RNA-sequencing analysis of S. flexneri 2457T grown in the presence and absence of 0.4% (wt/vol) bile salts. (A) Results of the RNA-seq analysis visualized with the Circleator program (71), in which blue represents unchanged genes, green represents induced genes (fold change ≥ 2, P < 0.05), and red represents repressed genes (fold change ≤ −2, P < 0.05) in the presence of bile salts for both the chromosome (top) and virulence plasmid (bottom). Barcodes represent forward and reverse genes, while the green circle represents the percent GC skew throughout the genome. (B) Venn diagram (72) of differentially expressed genes identified in the RNA-seq analysis.
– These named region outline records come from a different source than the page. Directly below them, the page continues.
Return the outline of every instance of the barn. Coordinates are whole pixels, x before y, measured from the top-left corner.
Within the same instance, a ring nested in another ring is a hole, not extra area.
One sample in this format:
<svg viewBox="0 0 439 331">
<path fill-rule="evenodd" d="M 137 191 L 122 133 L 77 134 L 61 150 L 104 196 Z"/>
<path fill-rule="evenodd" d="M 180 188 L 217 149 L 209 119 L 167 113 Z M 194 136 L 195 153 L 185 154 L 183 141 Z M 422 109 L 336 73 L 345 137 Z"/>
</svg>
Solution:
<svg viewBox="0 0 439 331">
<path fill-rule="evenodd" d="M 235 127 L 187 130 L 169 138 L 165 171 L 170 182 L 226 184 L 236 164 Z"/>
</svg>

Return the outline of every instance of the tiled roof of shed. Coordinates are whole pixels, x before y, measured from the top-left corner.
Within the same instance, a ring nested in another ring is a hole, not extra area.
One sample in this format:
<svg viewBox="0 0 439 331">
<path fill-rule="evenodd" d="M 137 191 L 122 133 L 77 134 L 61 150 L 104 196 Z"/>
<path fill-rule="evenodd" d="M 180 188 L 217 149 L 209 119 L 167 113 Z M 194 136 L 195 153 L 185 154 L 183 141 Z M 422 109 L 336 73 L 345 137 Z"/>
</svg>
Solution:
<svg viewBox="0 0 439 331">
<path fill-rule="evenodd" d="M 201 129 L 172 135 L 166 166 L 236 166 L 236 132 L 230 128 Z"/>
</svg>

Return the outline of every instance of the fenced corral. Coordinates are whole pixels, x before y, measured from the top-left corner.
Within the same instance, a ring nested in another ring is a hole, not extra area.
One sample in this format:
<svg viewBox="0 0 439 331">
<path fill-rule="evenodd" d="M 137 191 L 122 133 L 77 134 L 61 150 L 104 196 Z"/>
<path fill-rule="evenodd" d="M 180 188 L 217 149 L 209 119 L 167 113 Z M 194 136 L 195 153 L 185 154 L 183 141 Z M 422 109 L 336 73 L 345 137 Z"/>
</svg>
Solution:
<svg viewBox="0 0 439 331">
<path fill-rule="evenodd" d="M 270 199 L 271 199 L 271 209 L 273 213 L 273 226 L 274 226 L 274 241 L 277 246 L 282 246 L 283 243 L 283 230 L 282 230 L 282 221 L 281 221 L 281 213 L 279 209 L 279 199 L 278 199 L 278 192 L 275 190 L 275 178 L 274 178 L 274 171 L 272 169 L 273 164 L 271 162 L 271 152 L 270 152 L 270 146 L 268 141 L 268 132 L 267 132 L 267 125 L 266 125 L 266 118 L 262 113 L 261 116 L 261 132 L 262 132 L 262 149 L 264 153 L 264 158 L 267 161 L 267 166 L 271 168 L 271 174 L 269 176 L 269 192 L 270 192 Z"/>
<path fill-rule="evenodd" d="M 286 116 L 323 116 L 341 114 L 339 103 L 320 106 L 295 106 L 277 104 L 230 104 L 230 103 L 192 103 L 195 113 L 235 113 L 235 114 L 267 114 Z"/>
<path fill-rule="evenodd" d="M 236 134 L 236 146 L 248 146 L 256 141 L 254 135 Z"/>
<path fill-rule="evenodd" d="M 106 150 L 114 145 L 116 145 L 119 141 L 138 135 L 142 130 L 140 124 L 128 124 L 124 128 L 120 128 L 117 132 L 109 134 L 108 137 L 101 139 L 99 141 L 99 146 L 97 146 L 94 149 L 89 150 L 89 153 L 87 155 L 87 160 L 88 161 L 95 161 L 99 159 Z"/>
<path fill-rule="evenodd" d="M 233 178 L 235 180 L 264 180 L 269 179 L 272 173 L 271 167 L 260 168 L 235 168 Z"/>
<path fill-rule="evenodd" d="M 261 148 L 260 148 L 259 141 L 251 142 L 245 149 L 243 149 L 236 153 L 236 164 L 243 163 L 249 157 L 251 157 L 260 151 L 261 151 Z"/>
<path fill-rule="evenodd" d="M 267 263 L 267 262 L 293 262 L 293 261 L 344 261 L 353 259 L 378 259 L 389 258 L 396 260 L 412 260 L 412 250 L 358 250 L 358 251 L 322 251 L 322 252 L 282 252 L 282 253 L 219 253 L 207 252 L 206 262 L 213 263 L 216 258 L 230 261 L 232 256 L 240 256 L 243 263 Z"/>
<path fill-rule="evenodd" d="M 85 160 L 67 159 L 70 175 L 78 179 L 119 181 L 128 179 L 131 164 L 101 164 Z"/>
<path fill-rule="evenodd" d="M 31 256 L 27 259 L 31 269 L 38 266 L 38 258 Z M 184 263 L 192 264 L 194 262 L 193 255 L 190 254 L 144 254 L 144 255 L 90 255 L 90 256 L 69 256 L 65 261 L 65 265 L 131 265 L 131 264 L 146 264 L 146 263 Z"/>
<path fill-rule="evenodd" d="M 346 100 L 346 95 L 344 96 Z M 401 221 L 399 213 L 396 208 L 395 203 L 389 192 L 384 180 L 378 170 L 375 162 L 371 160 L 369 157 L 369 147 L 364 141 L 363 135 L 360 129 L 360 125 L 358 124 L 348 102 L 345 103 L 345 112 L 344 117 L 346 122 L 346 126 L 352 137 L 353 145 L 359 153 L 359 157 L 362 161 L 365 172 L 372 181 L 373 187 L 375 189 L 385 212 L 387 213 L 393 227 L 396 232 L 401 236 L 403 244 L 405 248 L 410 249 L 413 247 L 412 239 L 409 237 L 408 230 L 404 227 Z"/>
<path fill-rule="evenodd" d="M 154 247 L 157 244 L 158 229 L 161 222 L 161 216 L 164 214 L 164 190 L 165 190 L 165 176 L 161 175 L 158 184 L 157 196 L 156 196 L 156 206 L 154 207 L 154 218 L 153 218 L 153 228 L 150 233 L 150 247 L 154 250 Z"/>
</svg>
The numbers of induced and repressed genes for the “shaking + bile salts versus shaking” condition compared to the “static + bile salts versus static” condition are depicted. For both comparisons, there were 96 genes that were induced or repressed in the presence of bile salts. For the “shaking + bile salts versus shaking” analysis, there were an additional 180 genes induced or repressed, for a total of 276 differentially expressed genes in bile salts. For the “static + bile salts versus static” analysis, there were an additional 60 genes that were induced or repressed, for a total of 156 differentially expressed genes in bile salts. (C) Functional categories for differentially expressed genes in the presence of bile salts are plotted with the number of genes induced or repressed under the bile salts condition for both the shaking and static growth conditions. Please refer to Tables S2 and S3 in the supplemental material for details.

FIG 7

Quantitative reverse transcription-PCR analysis verifies the RNA-sequencing analysis. qRT-PCR was performed on three independent RNA samples isolated from S. flexneri 2457T grown with 0.4% (wt/vol) bile salts (Bile Salts) or without (Media). The relative fold changes ± SE from the ΔC_T values are plotted for the 6 genes. The corresponding changes in gene expression from the RNA-seq analysis are provided as a reference in black. ospE indicates both ospE1 and ospE2. Significance symbols for the qRT-PCR data of expression of genes in bile salts compared to the expression of genes in media without bile salts: ***, P < 0.0001; *, P < 0.05; n.s., not significant.

FIG 8

Growth analysis of mutants in the presence of bile salts. The ΔacrB (A) and ΔgalU (B) mutants were analyzed for growth in TSB ± 0.4% and 2% (wt/vol) bile salts. The graphs depict the growth curve analysis of three independent experiments, with the average OD₆₀₀ ± SE plotted. The mutants were unable to grow in either 0.4% or 2% bile salts (P < 0.001), and complementation restored growth in both 0.4% and 2% bile salts (P < 0.001).

FIG 9

Model of Shigella infection following bile exposure. As Shigella transits the small intestine, exposure to bile induces transcriptional changes, bile resistance mechanisms, and biofilm formation. In the terminal ileum, where the majority of bile is absorbed, Shigella disperses the biofilm and subsequently enters the colon. Transcriptional changes already induced in response to bile, such as increased anaerobic respiration and the induction of the osp and ipaH virulence genes, enable the bacteria to efficiently adapt to the colonic environment, attach and invade epithelial cells, and establish infection. The bacteria escape macrophages by inducing cell death, invade the basolateral pole of the colonic epithelium, and regulate interleukin-8 (IL-8) secretion to control polymorphonuclear (PMN) cell migration (3, 73–75).